Radhica De Silva
Despite torrential rains, hundreds of people came out at the mass vaccination site in San Fernando–Southern Academy for the Performing Arts (SAPA), to get COVID-19 vaccinations yesterday.
And as vaccines continue to dwindle, officials of the South West Regional Health Authority (SWRHA) confirmed that they had enough to do another day of vaccinations today.
With the high transmissibility of the virus exacerbated by the Brazilian variant, many people interviewed yesterday expressed relief that they had received their vaccinations.
Among them was Kirti Bala Bhika, an Indian national, who has been living in Trinidad for the past 50 years and her sister Chandan Gowrie Parik, who was left stranded in T&T after coming here last year to attend a wedding.
Bhika said they made appointments and were called in to come for vaccinations at 11 am.
She said with the COVID-19 crisis in the land of her birth, she felt fortunate to get her vaccines.
“India has bad conditions. Everyone feeling sorry for India. I pray for God because this thing is very ugly,” Bhika said. She explained that her sister came to Trinidad last year to attend a wedding but was stranded after the lockdown.
Parik has to get vaccinated before she could return to her residence in England.
Meanwhile, 81-year-old Harold Premchand also said he felt good to be vaccinated. He was wheeled into the vaccination site in a wheelchair. Others hobbled using walkers and crutches.
Premchand’s caretaker Vidya Surujbally-Jankie said she was hoping to get vaccinated.
She said she made an appointment three days ago but was yet to receive a response.
“I was a bit afraid to take it but then I realized that I have no choice because of the number of people who are getting it,” Surujbally-Jankie said. Pollard Scipio said he had an appointment earlier this week and was amazed when he got the call to come for his vaccine.
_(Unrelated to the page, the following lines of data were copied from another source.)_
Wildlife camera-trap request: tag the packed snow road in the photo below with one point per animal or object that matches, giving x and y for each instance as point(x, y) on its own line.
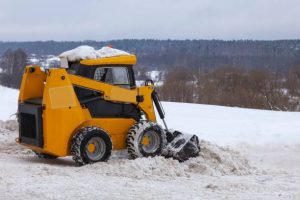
point(269, 172)
point(252, 154)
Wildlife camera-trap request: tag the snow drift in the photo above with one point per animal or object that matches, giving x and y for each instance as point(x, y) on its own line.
point(88, 52)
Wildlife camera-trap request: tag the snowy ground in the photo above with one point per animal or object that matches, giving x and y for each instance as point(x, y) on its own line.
point(252, 154)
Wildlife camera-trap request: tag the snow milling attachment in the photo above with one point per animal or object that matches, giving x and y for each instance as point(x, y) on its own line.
point(181, 146)
point(146, 139)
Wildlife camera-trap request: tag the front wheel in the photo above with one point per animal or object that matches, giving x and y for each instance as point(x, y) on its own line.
point(145, 139)
point(91, 144)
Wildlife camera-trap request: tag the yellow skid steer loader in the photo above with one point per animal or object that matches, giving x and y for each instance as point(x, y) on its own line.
point(89, 107)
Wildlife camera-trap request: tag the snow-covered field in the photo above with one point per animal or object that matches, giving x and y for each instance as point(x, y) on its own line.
point(251, 154)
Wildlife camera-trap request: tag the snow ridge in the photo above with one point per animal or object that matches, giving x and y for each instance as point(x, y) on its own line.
point(88, 52)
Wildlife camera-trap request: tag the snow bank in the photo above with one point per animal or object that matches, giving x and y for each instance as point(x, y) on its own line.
point(231, 125)
point(8, 103)
point(88, 52)
point(213, 160)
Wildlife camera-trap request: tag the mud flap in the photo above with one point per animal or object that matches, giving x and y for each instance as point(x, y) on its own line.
point(181, 146)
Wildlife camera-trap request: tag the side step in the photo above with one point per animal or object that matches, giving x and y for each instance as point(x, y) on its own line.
point(30, 124)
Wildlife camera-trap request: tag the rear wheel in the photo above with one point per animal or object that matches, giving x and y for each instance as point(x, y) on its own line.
point(145, 139)
point(91, 144)
point(44, 155)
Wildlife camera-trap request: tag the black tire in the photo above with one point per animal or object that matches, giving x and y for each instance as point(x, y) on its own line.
point(44, 155)
point(137, 132)
point(90, 135)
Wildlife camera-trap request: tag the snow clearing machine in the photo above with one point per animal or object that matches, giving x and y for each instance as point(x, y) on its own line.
point(90, 105)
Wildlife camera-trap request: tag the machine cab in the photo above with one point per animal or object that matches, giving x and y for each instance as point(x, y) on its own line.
point(119, 74)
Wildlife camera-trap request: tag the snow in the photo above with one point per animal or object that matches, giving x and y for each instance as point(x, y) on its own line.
point(8, 103)
point(88, 52)
point(251, 154)
point(227, 125)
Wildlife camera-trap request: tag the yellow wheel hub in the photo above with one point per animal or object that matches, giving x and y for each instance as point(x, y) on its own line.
point(146, 140)
point(91, 148)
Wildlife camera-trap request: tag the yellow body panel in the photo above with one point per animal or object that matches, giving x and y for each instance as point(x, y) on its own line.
point(63, 115)
point(32, 80)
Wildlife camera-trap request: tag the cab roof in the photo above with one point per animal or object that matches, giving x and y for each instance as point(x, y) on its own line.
point(117, 60)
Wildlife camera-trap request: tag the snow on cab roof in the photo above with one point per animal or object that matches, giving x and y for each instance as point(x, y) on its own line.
point(88, 52)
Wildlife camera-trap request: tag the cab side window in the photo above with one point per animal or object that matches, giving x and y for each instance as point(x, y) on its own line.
point(113, 75)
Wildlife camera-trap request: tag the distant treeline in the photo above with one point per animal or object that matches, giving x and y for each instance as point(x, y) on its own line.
point(166, 54)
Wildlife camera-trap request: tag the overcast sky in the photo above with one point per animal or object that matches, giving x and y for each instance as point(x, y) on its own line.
point(22, 20)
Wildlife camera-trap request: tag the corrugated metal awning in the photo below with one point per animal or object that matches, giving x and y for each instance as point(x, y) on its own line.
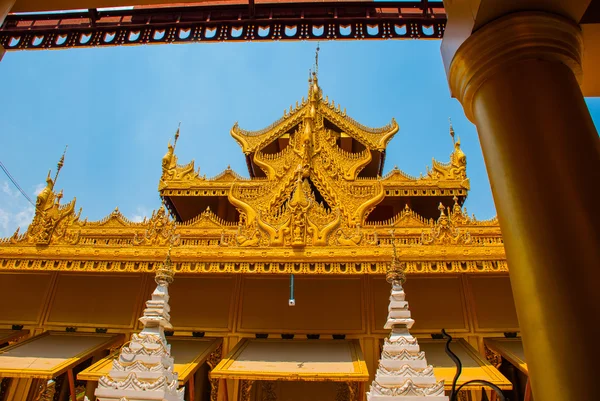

Teams from the South West Regional Health Authority have been vaccinating an average of 500 people per day but since Tuesday, all walk-in clients have been turned away.
People, who are now making appointments, are being given dates in the last two weeks of May. Health Minister Terrence Deyalsingh announced on Thursday that 33,600 doses of the Astra-Zeneca vaccines will arrive in T&T on May 14. A total of 1,041 people were vaccinated at the ten centres in San Fernando.